Yesterday's weather was breezy but otherwise lovely. When I got down to the riverfront the sun was out and the Fahrenheit temperature was in the mid 60s and rising toward a high in the low 70s. I warmed up and did three 8-stroke sprints, and then practiced my strokes at varying levels of intensity.
It was overcast and cooler when I got in the boat today, but the conditions were the calmest they'd been all week. It would have been a good day to paddle around the Loosahatchie Bar again, but having done that some four times already in 2018, I'm a little weary of it. I decided to stay on the Tennessee side instead.
I warmed up and did three 8-stroke sprints in the harbor, and then headed up the Mississippi.
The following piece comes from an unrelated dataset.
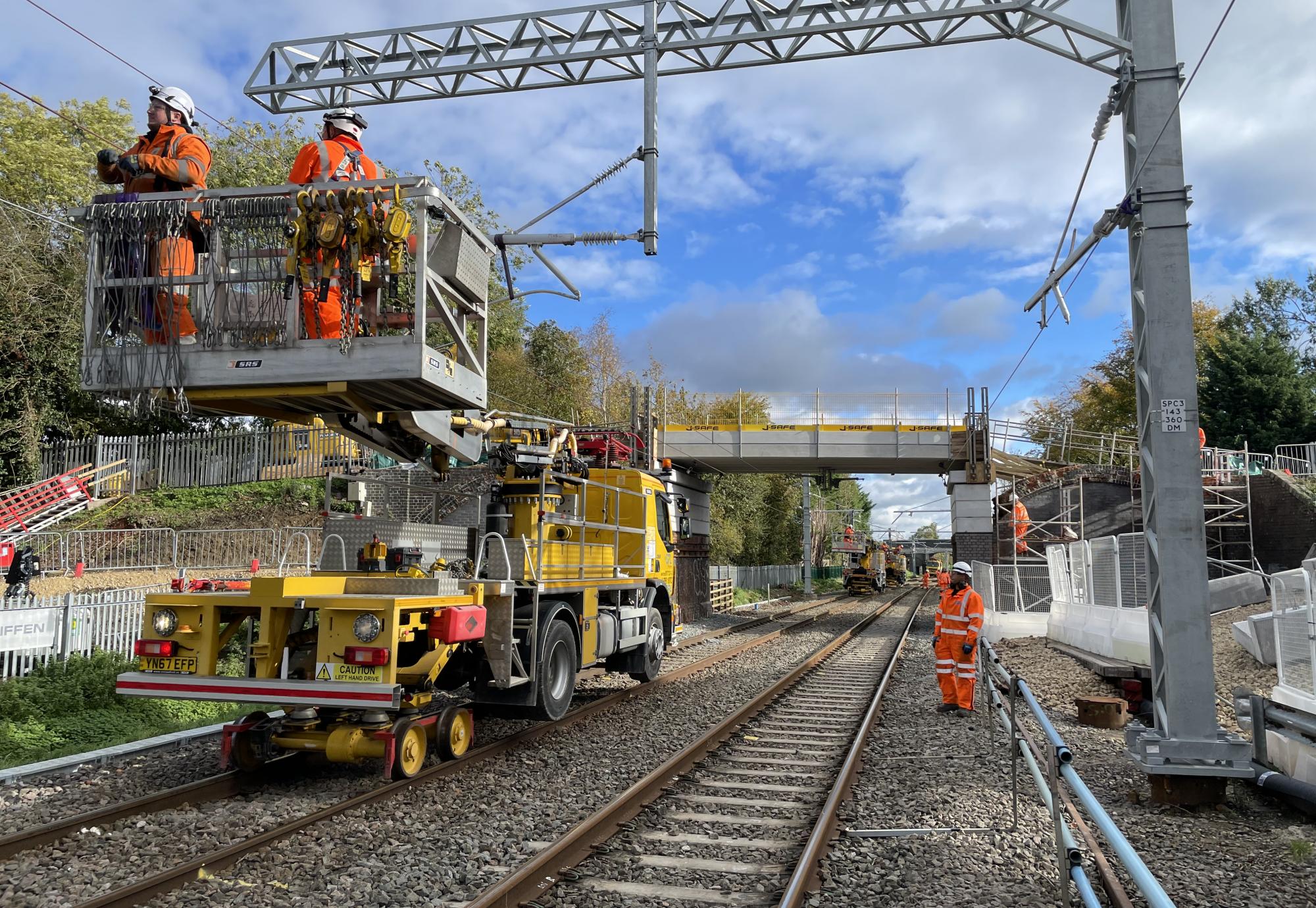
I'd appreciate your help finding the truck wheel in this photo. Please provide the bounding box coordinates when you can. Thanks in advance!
[538,621,580,721]
[630,608,663,682]
[392,719,429,779]
[433,707,475,759]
The paddle upriver was slow-going: at the current water level (24.6 feet on the Memphis gauge) there was a lot of swirly water along the bank but not many eddies to paddle up, and the north wind was blowing just hard enough to make me feel like I was fighting a bit. But I made it to the mouth of the Wolf River, and I figured the bottom section of the Wolf would be a good place to do a workout with my G.P.S. device. When the Mississippi is high like it is now, it backs up the Wolf for several miles and the water there is basically flatwater. That's what I'd always thought, anyway.
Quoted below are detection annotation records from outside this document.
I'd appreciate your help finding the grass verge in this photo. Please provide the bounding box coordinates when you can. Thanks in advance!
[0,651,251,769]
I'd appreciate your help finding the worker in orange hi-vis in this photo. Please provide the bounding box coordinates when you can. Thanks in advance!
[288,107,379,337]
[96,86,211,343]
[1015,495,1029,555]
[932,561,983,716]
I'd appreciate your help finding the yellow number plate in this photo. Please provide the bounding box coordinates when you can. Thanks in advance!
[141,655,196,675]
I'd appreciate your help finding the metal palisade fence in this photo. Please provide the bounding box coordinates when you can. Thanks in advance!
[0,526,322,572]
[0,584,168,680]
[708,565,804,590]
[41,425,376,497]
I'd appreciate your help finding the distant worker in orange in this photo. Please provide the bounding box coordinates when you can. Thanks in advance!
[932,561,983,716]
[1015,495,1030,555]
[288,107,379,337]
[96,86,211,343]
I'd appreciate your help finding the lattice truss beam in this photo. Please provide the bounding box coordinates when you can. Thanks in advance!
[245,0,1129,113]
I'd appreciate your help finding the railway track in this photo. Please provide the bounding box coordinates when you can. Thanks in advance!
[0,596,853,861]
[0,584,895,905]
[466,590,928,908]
The plan was to do a four-minutes-on-four-minutes-off sort of thing, with the target pace for each "on" piece being about 7 miles per hour. But once I got started I found it very difficult to go more than 6.8 or so. I figured the wind had something to do with it, but even in places where I had good protection from the wind I struggled to hit 7 mph.
I paddled two miles up the Wolf, or about two tenths of a mile above the Danny Thomas Boulevard bridge, and then turned around. Coming back downriver I suddenly had no trouble at all going 7 mph; in fact, at times I exceeded 8 mph. Now, anybody reading this will tell me the obvious explanation--that there was in fact some current. But each time I paddled under a bridge I took a close look at the pilings and couldn't see any eddy lines coming off them.
I was quite puzzled about it all until I took some time to do the arithmetic in my head. Going up the Wolf my speed had been 6.5ish and coming back down it was 8.0ish, so the water must have been moving only about three quarters of a mile per hour, and that might not be enough to create any visible eddy lines. If I'm right about that, then my speed during the "on" pieces was in fact 7.2 or 7.3 mph, and that's pretty much what I'd wanted to do in the first place. In any case, today's experience was a good example of why I don't rely too heavily on a G.P.S. in my training: it's hard to get reliable information from it when you're doing an outdoor wilderness type of sport, even when the conditions seem as ideal as can be.
In all I did six cycles of the workout. The sixth piece actually took me back out onto the Mississippi, and on that mighty river I could go much faster: I got it up as high as 12.7 mph... world class, baby!
I was plenty tired by the time I was back in the harbor. I tried to relax and take good strokes all the way back to the dock. I listened to the baseball game as I drove home. Those mean old Mets had beaten the Cardinals twice to open the new season, but the Cardinals came back and won today.